Validate checksum after successful import
Use the new 'verify_checksum' hash value in the yaml files to verify the image integrity after it has been successfully imported. Show a warning, if either the hash algorithm or the hash value does not match the expected fields.
- [x] Deactivate broken image / deactivate cycle process
- [x] unit test
The SHA512 values used here are computed by the CI pipeline if and only if the image is updated.
Fixes #340
With the use of the web-download mechanism of Glance images are usually not downloaded by the image-manager but by Glance itself. I'd refrain from adding any code that would download images and requiring enough bandwidth or even disk space to hold them temporarily.
@gndrmnn did you see my comment at https://github.com/osism/openstack-image-manager/issues/340#issuecomment-1471721379 ? in short: Glance does already produce hash values, it's just that this is done with a single fixed hash algo for all images and it cannot be chosen per image.
I suggest to try and extend the import call of the image API (https://docs.openstack.org/api-ref/image/v2/index.html?expanded=import-an-image-detail#import-an-image) to optionally give it a hash algo to use for the checksum. Then you get the image downloaded by Glance and the hash created by Glance and can simply compare it by fetching the image details.
@frittentheke Hi,
With the use of the web-download mechanism of Glance images are usually not downloaded by the image-manager but by Glance itself. I'd refrain from adding any code that would download images and requiring enough bandwidth or even disk space to hold them temporarily.
As far as I understand, the update.py and the corresponding call will only ever be run by a workflow here on GitHub. The change in that file will result in all ymls containing a sha-512 going forward, but they will be "pre-computed" for the average user.
@gndrmnn did you see my comment at #340 (comment) ? in short: Glance does already produce hash values, it's just that this is done with a single fixed hash algo for all images and it cannot be chosen per image.

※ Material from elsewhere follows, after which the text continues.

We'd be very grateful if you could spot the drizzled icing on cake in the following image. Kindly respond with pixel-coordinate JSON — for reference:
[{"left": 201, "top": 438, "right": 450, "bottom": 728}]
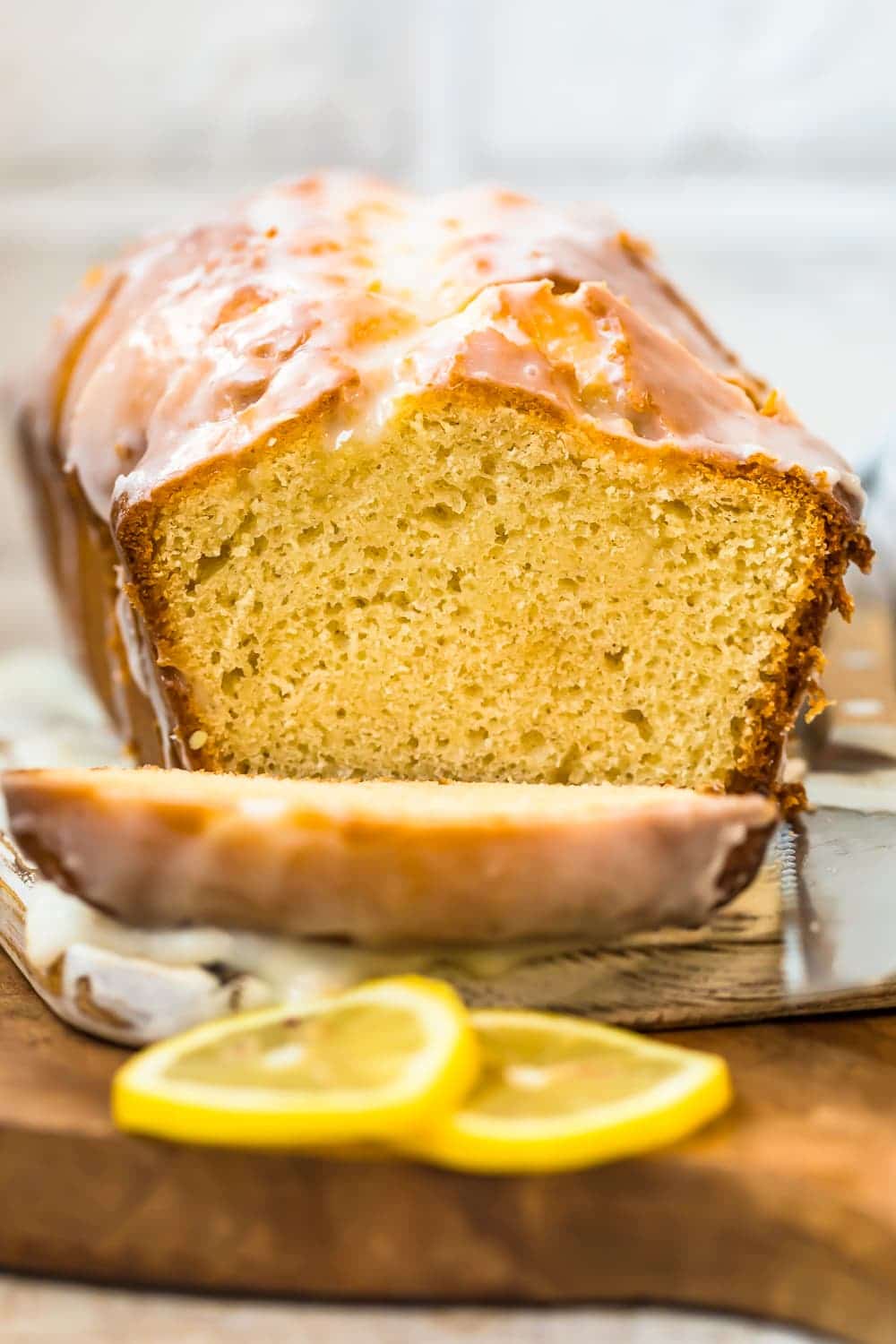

Yes, I read this. In fact, we compare the (in the future existing) SHA-512 contained in yaml files with the hash that glance computes when importing the image (i think that is how it works?). The imported_image in this call is already the representation of the Image object in openstack, which contains the hash that glance presumably calculated.
I suggest to try and extend the import call of the image API (https://docs.openstack.org/api-ref/image/v2/index.html?expanded=import-an-image-detail#import-an-image) to optionally give it a hash algo to use for the checksum. Then you get the image downloaded by Glance and the hash created by Glance and can simply compare it by fetching the image details.
Yes, that would also be possible. It was discussed with @berendt that we simply recompute the hash values for all image yml files at "image update time". But let's keep the PR on hold until @berendt is back from vacation and gives some input.
@frittentheke This was discussed with @berendt and it was decided that we implement this PR as is. The hash values in the yaml files will be pre-computed by the GitHub/Zuul Pipeline and not on the user side. The main advantage of this method is that we can implement it right now.
However, your suggestion to enhance the upstream API can still be applied later as a separate feature. That would allow Glance to throw away any corrupt image before it even "reaches" the backend. I will open a separate issue for that.
See #643
I'm wondering whether the file should be downloaded AFTER the filename is determined (after the whole HEREBE DRAGONS stuff). Or am I missing something? Also, I would actually keep track of the original hash as well, so that the file need not be downloaded every time the Github action runs. Naturally, I'm volunteering to make the changes I propose, and also to rebase to the outcome of https://github.com/osism/openstack-image-manager/pull/647 :)
I'm wondering whether the file should be downloaded AFTER the filename is determined (after the whole HEREBE DRAGONS stuff). Or am I missing something?
If I understand you correctly, it should make no meaningful difference at which of those two points in time the file is downloaded and hashed.
Also, I would actually keep track of the original hash as well, so that the file need not be downloaded every time the Github action runs
Right, that - or some other mechanism - would make sense to safe some bandwidth. We will consider how to best implement that.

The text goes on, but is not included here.